Key Takeaways — Chapter 41: Legacy Code Archaeology

Core Concepts

  1. Never read undocumented code from top to bottom. Use a systematic approach: external evidence first, then data survey, then control flow, then data flow, then business rules.

  2. External evidence reveals purpose before you read a single line of code. JCL, file names, scheduling position, and program names all provide context.

  3. Build a call graph early. The PERFORM hierarchy shows you the program's structure and narrative.

  4. Data flow analysis is often more valuable than procedural analysis. Understanding where data comes from and where it goes reveals the program's purpose.

  5. Business rules hide in EVALUATE and IF statements. Extract them systematically into a business rule catalog with standard format (ID, source, description, conditions, actions).

  6. Impact analysis maps the iceberg. The visible change is the tip — downstream effects, cross-program impacts, and system-level consequences are much larger.

  7. Tribal knowledge is fragile. Knowledge that exists only in people's heads is lost when they leave. Capture it proactively.

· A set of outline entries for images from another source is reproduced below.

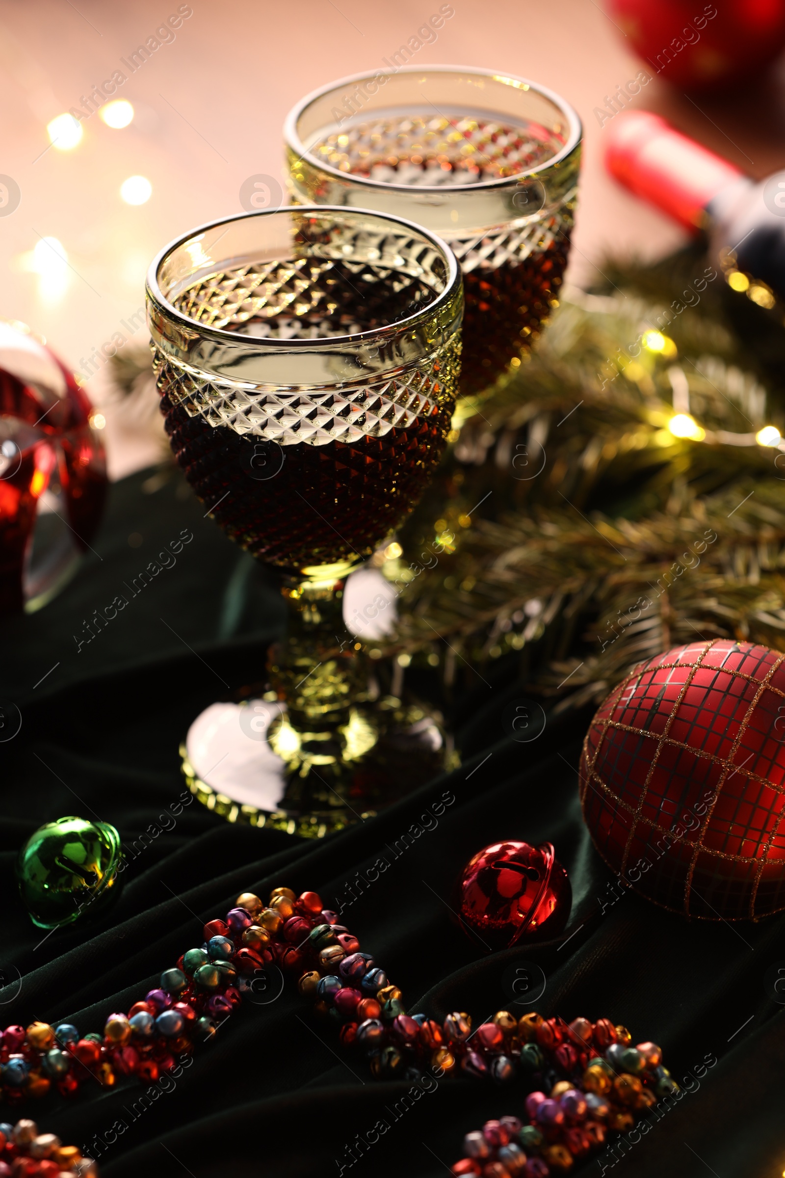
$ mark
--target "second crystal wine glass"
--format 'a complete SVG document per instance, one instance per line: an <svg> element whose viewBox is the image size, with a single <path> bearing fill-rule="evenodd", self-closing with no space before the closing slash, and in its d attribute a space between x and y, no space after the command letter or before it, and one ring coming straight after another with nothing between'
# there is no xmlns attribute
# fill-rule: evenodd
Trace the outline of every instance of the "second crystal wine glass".
<svg viewBox="0 0 785 1178"><path fill-rule="evenodd" d="M321 834L417 781L413 763L391 770L406 716L399 700L373 699L341 593L445 446L460 272L444 241L408 221L292 207L174 241L151 266L147 302L178 463L220 527L278 570L290 605L267 666L267 769L247 775L259 717L237 704L228 736L224 720L202 726L200 765L186 750L184 769L228 818ZM415 744L410 733L410 762Z"/></svg>
<svg viewBox="0 0 785 1178"><path fill-rule="evenodd" d="M570 249L580 120L564 99L490 70L405 66L308 94L284 135L295 200L407 217L452 246L466 292L461 396L520 363Z"/></svg>

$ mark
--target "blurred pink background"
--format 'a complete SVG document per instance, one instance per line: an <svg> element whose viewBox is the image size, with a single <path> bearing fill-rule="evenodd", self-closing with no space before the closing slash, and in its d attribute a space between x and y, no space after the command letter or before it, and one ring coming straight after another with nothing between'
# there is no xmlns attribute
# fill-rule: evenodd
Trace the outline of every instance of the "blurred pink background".
<svg viewBox="0 0 785 1178"><path fill-rule="evenodd" d="M114 332L128 335L121 323L133 327L129 317L144 306L147 265L171 238L239 212L240 187L251 176L268 174L282 185L280 132L294 101L332 79L381 66L439 2L193 0L185 6L192 15L173 40L131 73L120 59L179 7L177 0L0 2L0 173L21 193L15 211L0 217L7 276L0 316L28 323L78 370ZM599 2L453 0L453 7L454 16L417 54L418 64L478 65L531 78L561 93L584 120L568 279L597 280L610 252L654 257L673 249L680 231L604 173L604 131L593 108L634 78L640 64ZM131 125L112 130L93 114L81 124L74 150L48 146L47 124L80 106L81 95L114 70L129 74L114 97L133 104ZM727 87L697 102L659 80L637 100L756 177L785 165L779 66L754 91L749 84L738 92ZM137 174L149 180L152 196L134 206L124 203L120 186ZM67 265L55 257L54 273L42 274L31 267L36 243L46 237L61 243ZM39 260L47 249L39 246ZM146 339L144 325L134 339ZM107 399L107 376L104 365L87 388L107 418L117 478L154 461L158 451L149 431L134 430Z"/></svg>

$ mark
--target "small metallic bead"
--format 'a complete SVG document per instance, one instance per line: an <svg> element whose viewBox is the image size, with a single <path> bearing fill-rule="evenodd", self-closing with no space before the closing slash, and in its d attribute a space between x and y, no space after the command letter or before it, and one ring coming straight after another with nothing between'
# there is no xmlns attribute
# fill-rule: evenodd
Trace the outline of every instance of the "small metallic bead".
<svg viewBox="0 0 785 1178"><path fill-rule="evenodd" d="M337 938L332 925L317 925L308 933L308 947L312 949L324 949L327 945L335 945Z"/></svg>
<svg viewBox="0 0 785 1178"><path fill-rule="evenodd" d="M268 933L277 933L284 924L284 918L274 908L265 908L257 916L257 924L266 928Z"/></svg>
<svg viewBox="0 0 785 1178"><path fill-rule="evenodd" d="M297 902L310 916L319 916L321 914L321 896L318 892L302 892L298 896Z"/></svg>
<svg viewBox="0 0 785 1178"><path fill-rule="evenodd" d="M61 1145L62 1141L54 1133L39 1133L29 1143L29 1156L31 1158L48 1158Z"/></svg>
<svg viewBox="0 0 785 1178"><path fill-rule="evenodd" d="M551 1096L553 1097L554 1093L552 1092ZM566 1092L561 1092L559 1094L558 1100L565 1117L572 1125L584 1120L588 1106L586 1104L586 1097L583 1092L579 1092L577 1088L568 1087Z"/></svg>
<svg viewBox="0 0 785 1178"><path fill-rule="evenodd" d="M378 1000L380 1002L387 1002L387 1001L390 1001L393 998L397 998L397 999L400 1000L403 997L404 995L401 994L401 992L398 988L398 986L381 986L377 991L377 998L378 998Z"/></svg>
<svg viewBox="0 0 785 1178"><path fill-rule="evenodd" d="M434 1072L454 1072L455 1066L455 1057L448 1047L437 1047L431 1055L431 1067Z"/></svg>
<svg viewBox="0 0 785 1178"><path fill-rule="evenodd" d="M194 1031L197 1039L201 1039L202 1043L209 1043L217 1035L217 1027L212 1019L200 1018L197 1019L197 1026Z"/></svg>
<svg viewBox="0 0 785 1178"><path fill-rule="evenodd" d="M340 945L327 945L326 948L319 951L319 960L324 966L337 966L345 957Z"/></svg>
<svg viewBox="0 0 785 1178"><path fill-rule="evenodd" d="M261 928L259 925L251 925L250 928L242 934L242 944L250 949L264 948L270 945L270 933L266 928Z"/></svg>
<svg viewBox="0 0 785 1178"><path fill-rule="evenodd" d="M304 973L297 984L297 988L301 994L307 998L312 998L317 993L317 986L319 985L319 974L315 969L308 969Z"/></svg>
<svg viewBox="0 0 785 1178"><path fill-rule="evenodd" d="M261 902L258 895L253 894L253 892L244 892L234 901L234 907L245 908L248 915L258 916L261 909L264 908L264 904Z"/></svg>
<svg viewBox="0 0 785 1178"><path fill-rule="evenodd" d="M373 968L373 958L367 953L350 953L340 964L341 978L361 981L368 969Z"/></svg>
<svg viewBox="0 0 785 1178"><path fill-rule="evenodd" d="M468 1051L460 1061L461 1071L474 1079L484 1079L488 1074L488 1066L477 1051Z"/></svg>
<svg viewBox="0 0 785 1178"><path fill-rule="evenodd" d="M270 907L284 920L294 915L294 901L290 900L287 895L277 895L274 900L270 901Z"/></svg>
<svg viewBox="0 0 785 1178"><path fill-rule="evenodd" d="M13 1127L12 1139L14 1145L29 1145L38 1137L38 1125L34 1120L18 1120Z"/></svg>
<svg viewBox="0 0 785 1178"><path fill-rule="evenodd" d="M207 953L211 961L225 961L234 953L234 942L228 937L211 937L207 941Z"/></svg>
<svg viewBox="0 0 785 1178"><path fill-rule="evenodd" d="M620 1104L628 1105L634 1108L638 1104L638 1098L643 1092L643 1087L644 1086L637 1076L623 1073L621 1076L617 1076L613 1081L613 1094Z"/></svg>
<svg viewBox="0 0 785 1178"><path fill-rule="evenodd" d="M185 1019L179 1011L164 1011L155 1019L155 1030L166 1039L172 1039L174 1035L181 1034L184 1026Z"/></svg>
<svg viewBox="0 0 785 1178"><path fill-rule="evenodd" d="M444 1028L448 1041L464 1043L472 1033L471 1015L464 1014L460 1011L453 1011L445 1019Z"/></svg>
<svg viewBox="0 0 785 1178"><path fill-rule="evenodd" d="M510 1011L497 1011L491 1021L495 1023L503 1034L512 1035L518 1033L518 1019Z"/></svg>
<svg viewBox="0 0 785 1178"><path fill-rule="evenodd" d="M125 1014L109 1014L104 1026L104 1034L114 1044L127 1043L131 1038L131 1026Z"/></svg>
<svg viewBox="0 0 785 1178"><path fill-rule="evenodd" d="M544 1018L541 1014L537 1014L532 1011L530 1014L523 1014L518 1019L518 1038L521 1043L537 1041L538 1028L543 1025Z"/></svg>
<svg viewBox="0 0 785 1178"><path fill-rule="evenodd" d="M621 1064L621 1059L625 1054L625 1048L620 1043L612 1043L611 1046L605 1052L605 1058L613 1068L614 1072L621 1072L626 1068Z"/></svg>
<svg viewBox="0 0 785 1178"><path fill-rule="evenodd" d="M619 1057L623 1072L631 1072L638 1076L646 1067L646 1057L637 1047L624 1047Z"/></svg>
<svg viewBox="0 0 785 1178"><path fill-rule="evenodd" d="M245 908L231 908L226 914L226 924L229 926L229 932L237 937L251 927L253 916Z"/></svg>
<svg viewBox="0 0 785 1178"><path fill-rule="evenodd" d="M139 1039L152 1039L155 1033L155 1019L146 1011L140 1011L128 1019L128 1025Z"/></svg>
<svg viewBox="0 0 785 1178"><path fill-rule="evenodd" d="M491 1153L488 1143L479 1129L464 1137L464 1153L467 1158L487 1158Z"/></svg>
<svg viewBox="0 0 785 1178"><path fill-rule="evenodd" d="M332 1001L333 994L337 994L339 990L344 988L344 982L334 973L325 974L320 978L317 984L317 994L319 998L325 998Z"/></svg>
<svg viewBox="0 0 785 1178"><path fill-rule="evenodd" d="M379 1019L366 1019L357 1028L357 1041L365 1050L378 1047L386 1038L387 1031Z"/></svg>
<svg viewBox="0 0 785 1178"><path fill-rule="evenodd" d="M161 990L169 994L179 994L188 985L188 979L182 969L165 969L161 974Z"/></svg>
<svg viewBox="0 0 785 1178"><path fill-rule="evenodd" d="M61 1080L68 1072L68 1057L59 1047L54 1047L44 1055L41 1066L51 1079Z"/></svg>
<svg viewBox="0 0 785 1178"><path fill-rule="evenodd" d="M646 1060L646 1067L659 1067L663 1063L663 1048L656 1043L639 1043L638 1051Z"/></svg>
<svg viewBox="0 0 785 1178"><path fill-rule="evenodd" d="M145 1001L155 1014L160 1014L161 1011L168 1011L172 1005L172 995L167 994L165 990L148 990L145 994ZM85 1035L85 1038L89 1039L89 1035Z"/></svg>
<svg viewBox="0 0 785 1178"><path fill-rule="evenodd" d="M497 1084L508 1084L517 1074L518 1067L510 1055L494 1055L491 1060L491 1076Z"/></svg>
<svg viewBox="0 0 785 1178"><path fill-rule="evenodd" d="M199 966L205 965L206 961L209 961L209 954L204 949L188 949L187 953L182 954L182 968L191 978L193 978Z"/></svg>
<svg viewBox="0 0 785 1178"><path fill-rule="evenodd" d="M510 1133L500 1120L486 1120L483 1125L483 1137L494 1149L499 1145L506 1145L510 1140Z"/></svg>
<svg viewBox="0 0 785 1178"><path fill-rule="evenodd" d="M222 977L221 971L217 967L214 961L207 965L200 965L193 975L193 980L202 990L218 990L221 985Z"/></svg>
<svg viewBox="0 0 785 1178"><path fill-rule="evenodd" d="M71 1023L60 1023L60 1025L54 1028L54 1038L62 1046L71 1046L74 1043L79 1043L79 1031L76 1031L76 1027ZM657 1063L659 1063L659 1060Z"/></svg>
<svg viewBox="0 0 785 1178"><path fill-rule="evenodd" d="M31 1023L27 1027L27 1041L38 1051L46 1051L54 1044L54 1031L48 1023Z"/></svg>
<svg viewBox="0 0 785 1178"><path fill-rule="evenodd" d="M474 1032L474 1038L485 1051L500 1051L504 1046L501 1027L495 1023L484 1023Z"/></svg>
<svg viewBox="0 0 785 1178"><path fill-rule="evenodd" d="M596 1092L586 1092L586 1113L592 1118L604 1119L611 1111L611 1105L605 1097L597 1096Z"/></svg>

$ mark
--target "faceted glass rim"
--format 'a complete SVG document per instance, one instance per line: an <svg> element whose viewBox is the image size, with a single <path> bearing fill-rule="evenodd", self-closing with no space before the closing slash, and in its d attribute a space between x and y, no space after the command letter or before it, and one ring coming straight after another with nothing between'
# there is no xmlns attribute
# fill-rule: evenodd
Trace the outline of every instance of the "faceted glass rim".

  8. Code archaeology is a team sport. Technical people read the code; domain experts verify the business logic. Neither can produce a complete understanding alone.

  9. Documentation recovery builds from bottom up: Data dictionary, program inventory, call graph, business rules, job stream map, system overview.

  10. Do not judge the original developers. They worked under constraints you may not understand. The goal is to understand the code, not to criticize it.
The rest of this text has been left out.